A new survey shows that more people rely on Google for their news than traditional news sites.
The survey of 27,000 was conducted by public relations company Edelman and will be shared at the World Economic Forum in Davos later this week, according to Quartz. Online search engines are relied on for finding news, but younger Internet users use them more often. According to the survey, 62 percent of respondents trusted traditional media, while 64 percent trusted search engines for their news. In 2014, 65 percent trusted traditional media, so the number has dropped.

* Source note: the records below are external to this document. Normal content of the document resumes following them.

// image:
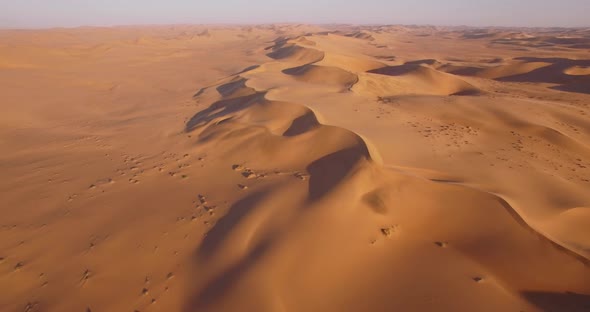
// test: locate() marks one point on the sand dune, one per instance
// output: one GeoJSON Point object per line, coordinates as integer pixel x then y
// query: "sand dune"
{"type": "Point", "coordinates": [323, 74]}
{"type": "Point", "coordinates": [413, 79]}
{"type": "Point", "coordinates": [341, 168]}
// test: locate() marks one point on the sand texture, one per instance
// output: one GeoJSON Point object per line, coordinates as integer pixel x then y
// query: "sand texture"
{"type": "Point", "coordinates": [294, 168]}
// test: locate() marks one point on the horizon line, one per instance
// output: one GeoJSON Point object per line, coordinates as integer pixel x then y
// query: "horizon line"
{"type": "Point", "coordinates": [286, 24]}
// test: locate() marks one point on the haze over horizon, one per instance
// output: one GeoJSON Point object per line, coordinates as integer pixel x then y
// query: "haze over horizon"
{"type": "Point", "coordinates": [65, 13]}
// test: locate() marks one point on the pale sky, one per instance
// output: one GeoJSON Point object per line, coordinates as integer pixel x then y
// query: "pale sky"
{"type": "Point", "coordinates": [71, 13]}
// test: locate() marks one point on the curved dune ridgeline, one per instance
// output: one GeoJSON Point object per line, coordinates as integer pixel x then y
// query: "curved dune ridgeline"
{"type": "Point", "coordinates": [294, 168]}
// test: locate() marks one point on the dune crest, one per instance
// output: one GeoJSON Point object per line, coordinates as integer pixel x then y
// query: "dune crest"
{"type": "Point", "coordinates": [294, 168]}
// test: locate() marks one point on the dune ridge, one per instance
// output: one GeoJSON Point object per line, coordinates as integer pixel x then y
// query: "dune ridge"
{"type": "Point", "coordinates": [294, 168]}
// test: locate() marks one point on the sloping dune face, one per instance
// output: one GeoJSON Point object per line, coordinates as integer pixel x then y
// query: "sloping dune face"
{"type": "Point", "coordinates": [338, 169]}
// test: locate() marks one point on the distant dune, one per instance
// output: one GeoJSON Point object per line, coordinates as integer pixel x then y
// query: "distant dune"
{"type": "Point", "coordinates": [295, 168]}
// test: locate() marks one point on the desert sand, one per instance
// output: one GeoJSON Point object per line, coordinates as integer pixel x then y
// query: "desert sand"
{"type": "Point", "coordinates": [294, 168]}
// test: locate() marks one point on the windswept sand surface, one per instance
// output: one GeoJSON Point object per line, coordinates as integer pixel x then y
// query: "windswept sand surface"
{"type": "Point", "coordinates": [295, 168]}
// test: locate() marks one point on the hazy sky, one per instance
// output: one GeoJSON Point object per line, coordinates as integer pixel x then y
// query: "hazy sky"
{"type": "Point", "coordinates": [49, 13]}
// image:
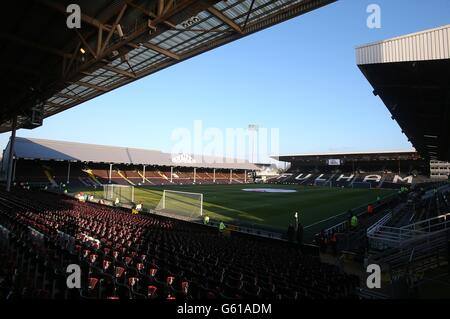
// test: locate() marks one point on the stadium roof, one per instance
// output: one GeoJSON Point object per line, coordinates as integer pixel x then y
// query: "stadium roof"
{"type": "Point", "coordinates": [410, 75]}
{"type": "Point", "coordinates": [359, 156]}
{"type": "Point", "coordinates": [42, 60]}
{"type": "Point", "coordinates": [28, 148]}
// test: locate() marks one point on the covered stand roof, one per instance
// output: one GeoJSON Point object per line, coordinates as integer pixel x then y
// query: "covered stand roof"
{"type": "Point", "coordinates": [353, 156]}
{"type": "Point", "coordinates": [27, 148]}
{"type": "Point", "coordinates": [42, 60]}
{"type": "Point", "coordinates": [411, 76]}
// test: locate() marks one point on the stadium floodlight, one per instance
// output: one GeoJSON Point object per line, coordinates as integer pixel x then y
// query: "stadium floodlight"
{"type": "Point", "coordinates": [119, 30]}
{"type": "Point", "coordinates": [182, 204]}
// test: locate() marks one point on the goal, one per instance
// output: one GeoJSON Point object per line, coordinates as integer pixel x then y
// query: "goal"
{"type": "Point", "coordinates": [181, 203]}
{"type": "Point", "coordinates": [323, 183]}
{"type": "Point", "coordinates": [125, 193]}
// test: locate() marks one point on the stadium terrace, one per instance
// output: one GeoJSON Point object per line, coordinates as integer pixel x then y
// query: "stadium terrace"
{"type": "Point", "coordinates": [87, 222]}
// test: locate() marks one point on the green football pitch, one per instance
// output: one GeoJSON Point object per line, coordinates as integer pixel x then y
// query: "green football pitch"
{"type": "Point", "coordinates": [231, 202]}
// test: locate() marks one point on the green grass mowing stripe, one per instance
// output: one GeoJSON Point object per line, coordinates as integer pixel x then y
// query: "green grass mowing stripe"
{"type": "Point", "coordinates": [228, 202]}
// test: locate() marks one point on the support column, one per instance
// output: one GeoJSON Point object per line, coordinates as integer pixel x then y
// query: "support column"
{"type": "Point", "coordinates": [12, 142]}
{"type": "Point", "coordinates": [143, 174]}
{"type": "Point", "coordinates": [110, 172]}
{"type": "Point", "coordinates": [14, 170]}
{"type": "Point", "coordinates": [68, 173]}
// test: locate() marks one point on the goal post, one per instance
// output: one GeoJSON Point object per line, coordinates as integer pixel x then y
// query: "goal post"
{"type": "Point", "coordinates": [125, 193]}
{"type": "Point", "coordinates": [323, 183]}
{"type": "Point", "coordinates": [181, 203]}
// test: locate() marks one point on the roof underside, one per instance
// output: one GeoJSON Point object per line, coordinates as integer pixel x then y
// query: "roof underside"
{"type": "Point", "coordinates": [123, 40]}
{"type": "Point", "coordinates": [410, 75]}
{"type": "Point", "coordinates": [40, 149]}
{"type": "Point", "coordinates": [356, 156]}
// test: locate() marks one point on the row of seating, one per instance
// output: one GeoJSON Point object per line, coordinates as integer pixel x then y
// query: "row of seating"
{"type": "Point", "coordinates": [378, 179]}
{"type": "Point", "coordinates": [150, 257]}
{"type": "Point", "coordinates": [33, 172]}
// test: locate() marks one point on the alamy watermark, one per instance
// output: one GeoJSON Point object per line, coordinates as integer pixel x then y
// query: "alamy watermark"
{"type": "Point", "coordinates": [201, 144]}
{"type": "Point", "coordinates": [374, 18]}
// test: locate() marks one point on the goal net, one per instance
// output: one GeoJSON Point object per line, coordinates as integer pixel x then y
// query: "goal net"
{"type": "Point", "coordinates": [181, 203]}
{"type": "Point", "coordinates": [124, 193]}
{"type": "Point", "coordinates": [323, 183]}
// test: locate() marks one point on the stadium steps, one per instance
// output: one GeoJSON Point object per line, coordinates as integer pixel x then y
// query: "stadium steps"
{"type": "Point", "coordinates": [82, 180]}
{"type": "Point", "coordinates": [353, 180]}
{"type": "Point", "coordinates": [165, 177]}
{"type": "Point", "coordinates": [49, 176]}
{"type": "Point", "coordinates": [92, 177]}
{"type": "Point", "coordinates": [125, 178]}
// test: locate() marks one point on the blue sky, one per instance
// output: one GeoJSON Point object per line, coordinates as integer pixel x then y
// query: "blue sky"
{"type": "Point", "coordinates": [299, 76]}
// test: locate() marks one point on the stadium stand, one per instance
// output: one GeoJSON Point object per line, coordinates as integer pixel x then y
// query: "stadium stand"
{"type": "Point", "coordinates": [55, 163]}
{"type": "Point", "coordinates": [148, 257]}
{"type": "Point", "coordinates": [368, 170]}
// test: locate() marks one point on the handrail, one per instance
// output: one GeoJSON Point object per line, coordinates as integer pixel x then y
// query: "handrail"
{"type": "Point", "coordinates": [379, 223]}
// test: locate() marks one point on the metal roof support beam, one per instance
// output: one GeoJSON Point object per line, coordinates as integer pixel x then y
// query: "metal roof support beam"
{"type": "Point", "coordinates": [33, 45]}
{"type": "Point", "coordinates": [151, 14]}
{"type": "Point", "coordinates": [91, 86]}
{"type": "Point", "coordinates": [67, 96]}
{"type": "Point", "coordinates": [225, 19]}
{"type": "Point", "coordinates": [248, 14]}
{"type": "Point", "coordinates": [12, 141]}
{"type": "Point", "coordinates": [162, 51]}
{"type": "Point", "coordinates": [116, 22]}
{"type": "Point", "coordinates": [119, 71]}
{"type": "Point", "coordinates": [86, 44]}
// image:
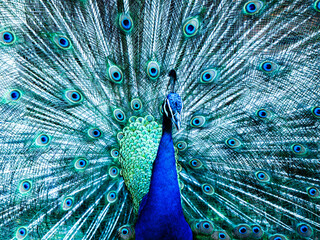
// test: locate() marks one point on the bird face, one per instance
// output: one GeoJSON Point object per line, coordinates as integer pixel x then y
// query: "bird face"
{"type": "Point", "coordinates": [172, 108]}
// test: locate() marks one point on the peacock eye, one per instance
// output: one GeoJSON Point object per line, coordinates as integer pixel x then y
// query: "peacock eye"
{"type": "Point", "coordinates": [125, 232]}
{"type": "Point", "coordinates": [62, 42]}
{"type": "Point", "coordinates": [198, 121]}
{"type": "Point", "coordinates": [195, 163]}
{"type": "Point", "coordinates": [304, 230]}
{"type": "Point", "coordinates": [242, 231]}
{"type": "Point", "coordinates": [316, 112]}
{"type": "Point", "coordinates": [7, 37]}
{"type": "Point", "coordinates": [112, 197]}
{"type": "Point", "coordinates": [119, 115]}
{"type": "Point", "coordinates": [73, 96]}
{"type": "Point", "coordinates": [233, 143]}
{"type": "Point", "coordinates": [313, 192]}
{"type": "Point", "coordinates": [25, 186]}
{"type": "Point", "coordinates": [136, 104]}
{"type": "Point", "coordinates": [113, 172]}
{"type": "Point", "coordinates": [317, 5]}
{"type": "Point", "coordinates": [153, 70]}
{"type": "Point", "coordinates": [207, 189]}
{"type": "Point", "coordinates": [181, 145]}
{"type": "Point", "coordinates": [208, 76]}
{"type": "Point", "coordinates": [268, 67]}
{"type": "Point", "coordinates": [43, 140]}
{"type": "Point", "coordinates": [115, 153]}
{"type": "Point", "coordinates": [252, 7]}
{"type": "Point", "coordinates": [94, 133]}
{"type": "Point", "coordinates": [262, 113]}
{"type": "Point", "coordinates": [298, 149]}
{"type": "Point", "coordinates": [21, 233]}
{"type": "Point", "coordinates": [262, 176]}
{"type": "Point", "coordinates": [125, 22]}
{"type": "Point", "coordinates": [81, 163]}
{"type": "Point", "coordinates": [67, 203]}
{"type": "Point", "coordinates": [14, 95]}
{"type": "Point", "coordinates": [191, 27]}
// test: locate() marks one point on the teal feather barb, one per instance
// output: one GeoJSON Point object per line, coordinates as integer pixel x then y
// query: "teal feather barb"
{"type": "Point", "coordinates": [82, 84]}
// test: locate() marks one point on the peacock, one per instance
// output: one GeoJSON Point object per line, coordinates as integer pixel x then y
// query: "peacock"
{"type": "Point", "coordinates": [165, 119]}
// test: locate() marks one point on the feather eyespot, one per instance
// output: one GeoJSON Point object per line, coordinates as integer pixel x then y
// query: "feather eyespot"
{"type": "Point", "coordinates": [153, 70]}
{"type": "Point", "coordinates": [67, 203]}
{"type": "Point", "coordinates": [313, 192]}
{"type": "Point", "coordinates": [252, 7]}
{"type": "Point", "coordinates": [81, 163]}
{"type": "Point", "coordinates": [262, 176]}
{"type": "Point", "coordinates": [198, 121]}
{"type": "Point", "coordinates": [112, 197]}
{"type": "Point", "coordinates": [14, 95]}
{"type": "Point", "coordinates": [62, 42]}
{"type": "Point", "coordinates": [316, 112]}
{"type": "Point", "coordinates": [298, 149]}
{"type": "Point", "coordinates": [115, 74]}
{"type": "Point", "coordinates": [136, 104]}
{"type": "Point", "coordinates": [119, 115]}
{"type": "Point", "coordinates": [43, 140]}
{"type": "Point", "coordinates": [73, 96]}
{"type": "Point", "coordinates": [125, 22]}
{"type": "Point", "coordinates": [233, 143]}
{"type": "Point", "coordinates": [7, 37]}
{"type": "Point", "coordinates": [268, 67]}
{"type": "Point", "coordinates": [242, 231]}
{"type": "Point", "coordinates": [304, 230]}
{"type": "Point", "coordinates": [208, 76]}
{"type": "Point", "coordinates": [181, 145]}
{"type": "Point", "coordinates": [25, 186]}
{"type": "Point", "coordinates": [207, 189]}
{"type": "Point", "coordinates": [191, 27]}
{"type": "Point", "coordinates": [317, 5]}
{"type": "Point", "coordinates": [94, 133]}
{"type": "Point", "coordinates": [21, 233]}
{"type": "Point", "coordinates": [113, 172]}
{"type": "Point", "coordinates": [125, 232]}
{"type": "Point", "coordinates": [262, 113]}
{"type": "Point", "coordinates": [115, 153]}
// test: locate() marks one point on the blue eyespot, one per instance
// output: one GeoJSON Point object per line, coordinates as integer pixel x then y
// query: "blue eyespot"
{"type": "Point", "coordinates": [208, 76]}
{"type": "Point", "coordinates": [207, 189]}
{"type": "Point", "coordinates": [67, 203]}
{"type": "Point", "coordinates": [7, 37]}
{"type": "Point", "coordinates": [195, 163]}
{"type": "Point", "coordinates": [15, 95]}
{"type": "Point", "coordinates": [125, 22]}
{"type": "Point", "coordinates": [316, 112]}
{"type": "Point", "coordinates": [198, 121]}
{"type": "Point", "coordinates": [298, 149]}
{"type": "Point", "coordinates": [115, 74]}
{"type": "Point", "coordinates": [262, 113]}
{"type": "Point", "coordinates": [191, 27]}
{"type": "Point", "coordinates": [119, 115]}
{"type": "Point", "coordinates": [112, 197]}
{"type": "Point", "coordinates": [252, 7]}
{"type": "Point", "coordinates": [233, 143]}
{"type": "Point", "coordinates": [317, 5]}
{"type": "Point", "coordinates": [62, 42]}
{"type": "Point", "coordinates": [21, 233]}
{"type": "Point", "coordinates": [81, 163]}
{"type": "Point", "coordinates": [43, 140]}
{"type": "Point", "coordinates": [94, 133]}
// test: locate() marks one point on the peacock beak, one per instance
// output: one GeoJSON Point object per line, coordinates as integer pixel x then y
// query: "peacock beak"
{"type": "Point", "coordinates": [177, 120]}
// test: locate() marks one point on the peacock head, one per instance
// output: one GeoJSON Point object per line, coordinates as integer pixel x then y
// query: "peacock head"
{"type": "Point", "coordinates": [172, 106]}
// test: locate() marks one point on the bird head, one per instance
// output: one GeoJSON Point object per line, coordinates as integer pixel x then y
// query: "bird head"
{"type": "Point", "coordinates": [172, 108]}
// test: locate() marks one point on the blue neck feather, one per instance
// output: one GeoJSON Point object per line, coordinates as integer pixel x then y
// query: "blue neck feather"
{"type": "Point", "coordinates": [161, 215]}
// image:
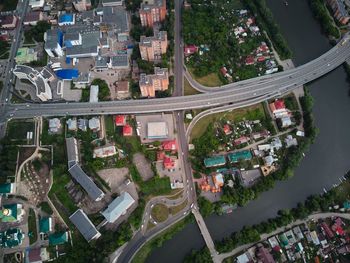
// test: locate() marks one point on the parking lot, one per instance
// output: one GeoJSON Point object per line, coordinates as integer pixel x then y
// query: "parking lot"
{"type": "Point", "coordinates": [143, 120]}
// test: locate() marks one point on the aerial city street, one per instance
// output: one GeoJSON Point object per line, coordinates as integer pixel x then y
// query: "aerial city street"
{"type": "Point", "coordinates": [174, 131]}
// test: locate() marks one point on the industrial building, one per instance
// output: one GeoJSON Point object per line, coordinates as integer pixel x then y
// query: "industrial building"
{"type": "Point", "coordinates": [84, 225]}
{"type": "Point", "coordinates": [118, 207]}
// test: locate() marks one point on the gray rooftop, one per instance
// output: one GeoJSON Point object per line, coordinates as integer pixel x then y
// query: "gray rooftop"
{"type": "Point", "coordinates": [120, 61]}
{"type": "Point", "coordinates": [101, 62]}
{"type": "Point", "coordinates": [117, 18]}
{"type": "Point", "coordinates": [72, 151]}
{"type": "Point", "coordinates": [118, 207]}
{"type": "Point", "coordinates": [52, 38]}
{"type": "Point", "coordinates": [84, 225]}
{"type": "Point", "coordinates": [86, 182]}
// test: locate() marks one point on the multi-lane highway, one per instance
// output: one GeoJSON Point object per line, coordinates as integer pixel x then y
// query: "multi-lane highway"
{"type": "Point", "coordinates": [241, 91]}
{"type": "Point", "coordinates": [5, 95]}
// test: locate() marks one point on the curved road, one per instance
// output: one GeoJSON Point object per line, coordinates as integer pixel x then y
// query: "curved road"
{"type": "Point", "coordinates": [237, 92]}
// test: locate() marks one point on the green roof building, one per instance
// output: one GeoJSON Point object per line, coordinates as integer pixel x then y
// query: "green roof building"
{"type": "Point", "coordinates": [11, 238]}
{"type": "Point", "coordinates": [240, 156]}
{"type": "Point", "coordinates": [11, 213]}
{"type": "Point", "coordinates": [26, 55]}
{"type": "Point", "coordinates": [215, 161]}
{"type": "Point", "coordinates": [7, 188]}
{"type": "Point", "coordinates": [45, 225]}
{"type": "Point", "coordinates": [58, 238]}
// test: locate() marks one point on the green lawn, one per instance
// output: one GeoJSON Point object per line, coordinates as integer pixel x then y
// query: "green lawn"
{"type": "Point", "coordinates": [32, 227]}
{"type": "Point", "coordinates": [17, 130]}
{"type": "Point", "coordinates": [160, 213]}
{"type": "Point", "coordinates": [45, 207]}
{"type": "Point", "coordinates": [249, 113]}
{"type": "Point", "coordinates": [109, 124]}
{"type": "Point", "coordinates": [210, 80]}
{"type": "Point", "coordinates": [176, 209]}
{"type": "Point", "coordinates": [188, 89]}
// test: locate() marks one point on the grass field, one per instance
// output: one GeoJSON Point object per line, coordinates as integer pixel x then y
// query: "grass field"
{"type": "Point", "coordinates": [160, 213]}
{"type": "Point", "coordinates": [176, 209]}
{"type": "Point", "coordinates": [32, 227]}
{"type": "Point", "coordinates": [109, 124]}
{"type": "Point", "coordinates": [210, 80]}
{"type": "Point", "coordinates": [249, 113]}
{"type": "Point", "coordinates": [188, 89]}
{"type": "Point", "coordinates": [17, 130]}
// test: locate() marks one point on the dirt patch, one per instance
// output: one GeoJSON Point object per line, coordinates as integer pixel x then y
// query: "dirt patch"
{"type": "Point", "coordinates": [25, 153]}
{"type": "Point", "coordinates": [143, 166]}
{"type": "Point", "coordinates": [114, 177]}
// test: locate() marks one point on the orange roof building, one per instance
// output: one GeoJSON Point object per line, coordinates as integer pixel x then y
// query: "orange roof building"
{"type": "Point", "coordinates": [170, 145]}
{"type": "Point", "coordinates": [120, 120]}
{"type": "Point", "coordinates": [127, 130]}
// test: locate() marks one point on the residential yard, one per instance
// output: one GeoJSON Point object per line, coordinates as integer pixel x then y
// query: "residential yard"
{"type": "Point", "coordinates": [210, 80]}
{"type": "Point", "coordinates": [249, 113]}
{"type": "Point", "coordinates": [188, 89]}
{"type": "Point", "coordinates": [33, 235]}
{"type": "Point", "coordinates": [176, 209]}
{"type": "Point", "coordinates": [109, 124]}
{"type": "Point", "coordinates": [160, 213]}
{"type": "Point", "coordinates": [17, 130]}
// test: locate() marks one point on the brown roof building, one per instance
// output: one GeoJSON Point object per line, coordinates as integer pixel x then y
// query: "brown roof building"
{"type": "Point", "coordinates": [152, 48]}
{"type": "Point", "coordinates": [152, 11]}
{"type": "Point", "coordinates": [159, 81]}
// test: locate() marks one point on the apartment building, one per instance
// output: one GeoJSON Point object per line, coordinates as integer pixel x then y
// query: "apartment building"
{"type": "Point", "coordinates": [152, 11]}
{"type": "Point", "coordinates": [152, 48]}
{"type": "Point", "coordinates": [339, 11]}
{"type": "Point", "coordinates": [159, 81]}
{"type": "Point", "coordinates": [82, 5]}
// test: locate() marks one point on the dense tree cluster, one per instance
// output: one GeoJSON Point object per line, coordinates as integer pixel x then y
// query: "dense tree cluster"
{"type": "Point", "coordinates": [251, 234]}
{"type": "Point", "coordinates": [266, 21]}
{"type": "Point", "coordinates": [321, 13]}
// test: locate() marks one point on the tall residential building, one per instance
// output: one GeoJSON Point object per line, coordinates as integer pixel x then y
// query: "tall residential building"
{"type": "Point", "coordinates": [159, 81]}
{"type": "Point", "coordinates": [53, 42]}
{"type": "Point", "coordinates": [82, 5]}
{"type": "Point", "coordinates": [152, 48]}
{"type": "Point", "coordinates": [152, 11]}
{"type": "Point", "coordinates": [339, 11]}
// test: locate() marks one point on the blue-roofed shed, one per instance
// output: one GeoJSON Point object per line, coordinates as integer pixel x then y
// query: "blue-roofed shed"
{"type": "Point", "coordinates": [67, 73]}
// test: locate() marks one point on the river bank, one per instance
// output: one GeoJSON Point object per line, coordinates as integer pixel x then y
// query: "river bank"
{"type": "Point", "coordinates": [327, 159]}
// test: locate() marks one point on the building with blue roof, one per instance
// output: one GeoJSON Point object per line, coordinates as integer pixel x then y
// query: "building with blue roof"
{"type": "Point", "coordinates": [67, 74]}
{"type": "Point", "coordinates": [66, 19]}
{"type": "Point", "coordinates": [215, 161]}
{"type": "Point", "coordinates": [240, 156]}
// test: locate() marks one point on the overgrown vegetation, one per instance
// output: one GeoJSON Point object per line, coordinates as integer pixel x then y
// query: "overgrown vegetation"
{"type": "Point", "coordinates": [251, 234]}
{"type": "Point", "coordinates": [158, 241]}
{"type": "Point", "coordinates": [266, 21]}
{"type": "Point", "coordinates": [37, 32]}
{"type": "Point", "coordinates": [321, 13]}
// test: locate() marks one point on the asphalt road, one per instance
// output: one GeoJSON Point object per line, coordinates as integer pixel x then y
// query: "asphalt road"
{"type": "Point", "coordinates": [5, 95]}
{"type": "Point", "coordinates": [241, 91]}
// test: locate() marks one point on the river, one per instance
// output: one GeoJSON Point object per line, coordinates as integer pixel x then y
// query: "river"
{"type": "Point", "coordinates": [328, 158]}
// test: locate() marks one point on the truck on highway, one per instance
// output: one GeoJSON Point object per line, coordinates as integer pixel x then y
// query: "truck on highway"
{"type": "Point", "coordinates": [343, 41]}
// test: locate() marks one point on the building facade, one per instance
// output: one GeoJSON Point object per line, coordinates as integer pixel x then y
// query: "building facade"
{"type": "Point", "coordinates": [159, 81]}
{"type": "Point", "coordinates": [152, 48]}
{"type": "Point", "coordinates": [152, 11]}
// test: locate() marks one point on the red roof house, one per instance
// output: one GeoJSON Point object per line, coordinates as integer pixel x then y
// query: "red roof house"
{"type": "Point", "coordinates": [227, 129]}
{"type": "Point", "coordinates": [160, 156]}
{"type": "Point", "coordinates": [127, 130]}
{"type": "Point", "coordinates": [190, 49]}
{"type": "Point", "coordinates": [223, 71]}
{"type": "Point", "coordinates": [277, 105]}
{"type": "Point", "coordinates": [249, 60]}
{"type": "Point", "coordinates": [169, 163]}
{"type": "Point", "coordinates": [169, 145]}
{"type": "Point", "coordinates": [261, 59]}
{"type": "Point", "coordinates": [120, 120]}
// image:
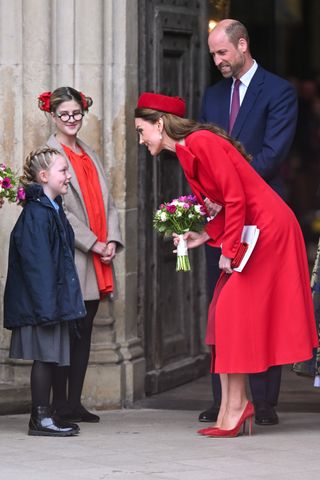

Google and other search engines simply show links to other sites rather than create content, but apparently respondents trusted the search engines more than the links they read. Apparently aggregators have more cachet than the news outlets themselves. From the piece:
Getting an at-a-glance look at a wide range of stories deemed relevant by a search-engine algorithm—be they from traditional news outlets, blogs, advertisements, and much else besides—is more comforting to the curious reader, it seems, than simply pulling up a single news outlet’s site (or indeed picking up a newspaper or turning on the TV).
Traditional media (62 percent) is still trusted more than social media (48 percent), but social media sites can drive a lot of traffic and they are often popular sites.
The survey shows that more people are lacking site loyalty, with the exception of their favorite aggregator. Unless media sites can aggregate as well or better, they will lose out to search engines.